# Finally I have it! The 1968 E10



## noboco.co (Nov 25, 2015)

Today just a short introduction 

My name is Kamil and here's my new project the 1968 BMW 2002, that I have always dreamed of.
It needs lots of love, but it will be worth it, I think.

Today only one photo, I will try to write a bit longer post tomorrow.

Cheers!


----------



## noboco.co (Nov 25, 2015)

I have always loved the look of the 02s, when the time finally came for me to buy my first classic car (excluding the old Fiat 126p) I knew what to look for.
I am from Poland, I didn't expect to find anything around here, so I was thinking about importing it from Netherlands or Germany.
After a couple days of looking through the classifieds I met with my friend for drinks and told him about my idea to buy an 02, to my surprise he knew a guy he owned a 1602 and was interested in selling it.
Funny thing is that he lives 2km from my house, so I immediately arranged a meeting with him.


This is what I saw:


----------



## noboco.co (Nov 25, 2015)

The car was basically abandoned. It is rusty and incomplete, but no bother, if you want something very bad, nothing can stop you ;-)

That was only the outside of the car. The insides, well.. that's a whole other story. 

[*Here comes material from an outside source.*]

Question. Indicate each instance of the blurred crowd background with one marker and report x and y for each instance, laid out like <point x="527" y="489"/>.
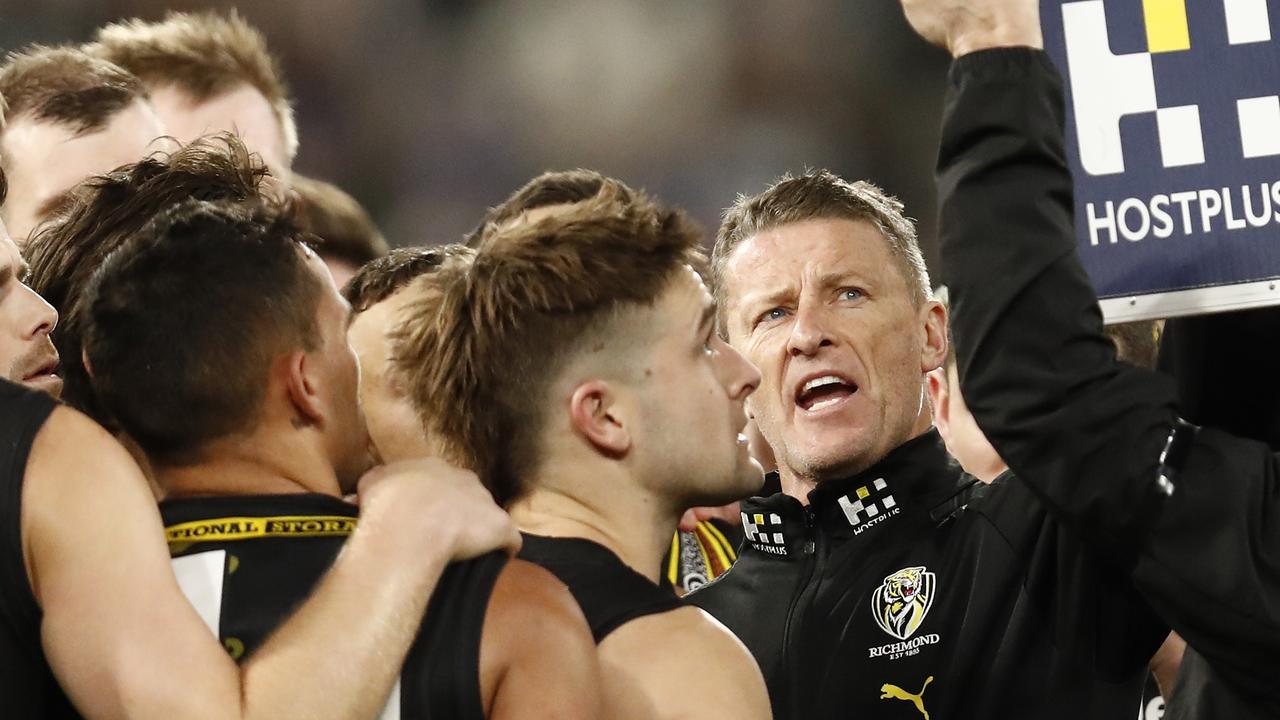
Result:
<point x="429" y="112"/>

It has some cool parts installed:
- new suspension (with Bilstein dampers  )
- new brakes
- new 5-speed transmission
- 2 refurbished Webers ( maybe you will be able to tell me something more about them)
- and the King of Hearts- rebuilt, fresh and tuned 2.0 engine )))


----------



## uter (Jan 6, 2002)

Cool project! Way to save a classic bimmer.


----------



## noboco.co (Nov 25, 2015)

Thanks!

I am working on a couple of mock-ups for how the car should look 
Let me know what you think.


----------



## Nigel720 (Jan 4, 2014)

Nice to see a classic being bought back to life again. They are getting harder to find by the day.


----------



## noboco.co (Nov 25, 2015)

Thanks Nigel720

I transported my car to the workshop this week. I'm going to visit it on Monday, we will see how it goes


----------